When Should I Change My Air Conditioner's Air Filter at Home?

February 26, 2015

Every once in a while we’re asked what is the most important thing that Houston area homeowner's can do to maintain their air conditioning and heating system between their scheduled tune-ups? The answer is simple this; remember to change the heating and air conditioning air filter. Replacing furnace and return air filters is extremely important to the proper performance of your HVAC system, not to mention your home's air quality. Did you know indoor air pollution is among the top five environmental health risks? We know it's the last thing on your mind, but this is really important stuff. Changing the air filters is not a tough thing to do for most Houston homeowners, but there are often two challenges to actually accomplishing this task:

  1. Understanding just how often to swap out your furnace or air conditioner filter.
  2. Replacing them at the proper time.

When To Change Your Air Filters

Most filters have a printed "expiration" date on the wrapping. It may say "Lasts up to 3 months" or "Change filter every 90 days". Pay attention at the store and you'll see that some are designed to only last one month, while other manufacturers (like Honeywell) have produced media air cleaners with filters meant to be changed once every 6-12 months. The standard seems to be once every three months for most higher quality filters, but we have a rule of thumb that we recommend our readers to go by. If the filter is dirty, change it! A dirty air filter can exacerbate or cause damage to pricey components, like your compressor, so it's best to change it out more often than neglect it. If you want to listen to the manufacturer's recommended limit, we suggest marking the date on the filter when you swap it out, and adding a reminder for yourself in your phone or on a calendar. Also note that your filter manufacturer sometimes has a different recommendation from your HVAC equipment manufacturer.

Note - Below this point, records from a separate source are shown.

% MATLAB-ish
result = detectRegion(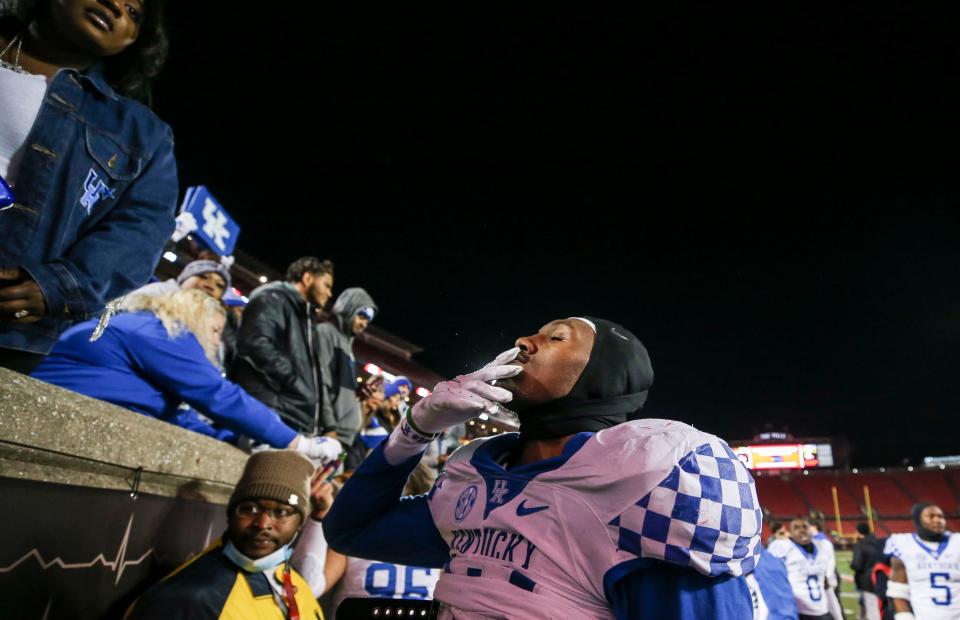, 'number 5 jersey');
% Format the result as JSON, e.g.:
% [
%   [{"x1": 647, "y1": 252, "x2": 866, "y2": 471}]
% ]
[{"x1": 883, "y1": 532, "x2": 960, "y2": 620}]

Figuring out how often to change your air filters hinges on several factors:

  • Type of filter your A/C system requires
  • The overall air quality of your Houston area home
  • Pets – Cats, dogs, birds, etc.
  • Occupancy of the home
  • The level of air pollution and construction around the home

For your typical 1"-3" air filters, the manufacturers basically tell you to change them bi-monthly, which is in fact a great rule of thumb. But general rules aren't always for everybody. If you have to endure light to moderate allergies, you may need to upgrade the air filter or change them even more regularly than OEM specifications. On the other hand, if you're in a remote area, own a seldom occupied home (like a vacation home) or an area with few automobiles and trucks, changing your air filter every 12-months may be quite sufficient. Why do pets matter so much? They have a tendency to shed, which can clog your air filter fast. Clearly, the air filter is just doing its job by trapping pet hair and dander, but exceptionally dirty filters can cause weak HVAC performance.

In summary:

  • Seldom used home or single occupant homes without pets or allergies: Change 6-12 months
  • Common suburban home without pets: Change every 90 days
  • House with a pet: Change every 60 days
  • Multiple pets or have allergies: Change every 30-45 days

How To Remember To Change Your Air Conditioner's Air Filters

Church Services offers a simple solution; sign up for the Service Experts Email Club. When you do, you can elect to receive (or not) great email coupons and newsletters with a lot of tips and discounts on AC repairs and tune-ups. But wait… there’s more, your email subscription preferences let’s you set a reminder to change your Houston area home's air filter every 30, 60, 90, 120 or 365 days, or a specific date of your choice.

How to replace your return air filter

Most of you know how to replace the air filter in their unit, but some homes have an extra filter in the return ducts. Whether you have one or not is dependent on which HVAC system you have. Your system is engineered to handle a set amount of pressure in your home, and the more filters you have the more the blower motor works, which can shorten the life of your system if it isn't designed for it. Discovering whether you have a return filter and replacing it is easy:

  1. Locate your return air vents.
  2. Some covers have screws and some have tabs. Unscrew or pull tabs to take off the wall.
  3. Check for a filter. If one is there, pull it out and note the size.
  4. Verify the filter type is the one recommended by the manufacturer.
  5. If filter is dirty, replace with the manufacturer's recommended filter of the same size and type.
Amazing as it may seem, filters can really affect your home's airflow, which is why we recommend referring to the manufacturer. A higher quality HEPA filter that is designed to catch tinier particles will reduce airflow more than a cheaper filter. With restricted airflow comes greater pressure on your system, so you should verify that your HVAC system was built to handle it. Otherwise, you might experience reduced heating and cooling efficiency in your home, and unit parts may die off much faster than the standard.